Il principio su cui si basa la SSR è il «concetto di servizio pubblico». L'idea di servizio pubblico radiotelevisivo affonda le sue origini in Europa, e più precisamente in Gran Bretagna, tra le due guerre mondiali. Con la sua diffusione capillare, la radiotelevisione mostrò presto il suo ruolo centrale nella formazione delle opinioni, diventando uno strumento di potere. A chi apparteneva? Al governo? All'economia? La Gran Bretagna optò per un'emittente radiotelevisiva indipendente da interessi politici ed economici. Un'emittente radiotelevisiva che fosse esclusivamente al servizio della società. Nacque così la BBC, e con essa il servizio pubblico.
Come si può evincere dalla stessa definizione, si tratta, nello specifico, di un servizio pubblico radiotelevisivo, incentrato sui seguenti tre aspetti:

  1. Raggiungere tutti.
    L'intera popolazione, anche nelle zone meno accessibili, ha il diritto di usufruire dell'offerta della SSR. Pertanto, le tre principali regioni linguistiche dispongono di un volume d'offerta simile. Anche la Svizzera romancia dispone di una propria (più contenuta) offerta radiotelevisiva e pubblicitaria.
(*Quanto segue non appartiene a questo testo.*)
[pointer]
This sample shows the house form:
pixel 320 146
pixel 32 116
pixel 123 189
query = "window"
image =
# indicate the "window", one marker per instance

  2. Rispecchiare la varietà di opinioni.
    Mostriamo sempre diversi aspetti delle tematiche trattate, senza prendere posizione. Questo permette ai cittadini di farsi un'idea e formarsi una propria opinione: un fattore estremamente importante, soprattutto in una democrazia in cui la popolazione dispone di un sostanziale potere decisionale.

  3. Mantenere l'indipendenza.
    La nostra attività è indipendente da interessi politici ed economici. Non siamo orientati al profitto, ma esclusivamente al servizio della società.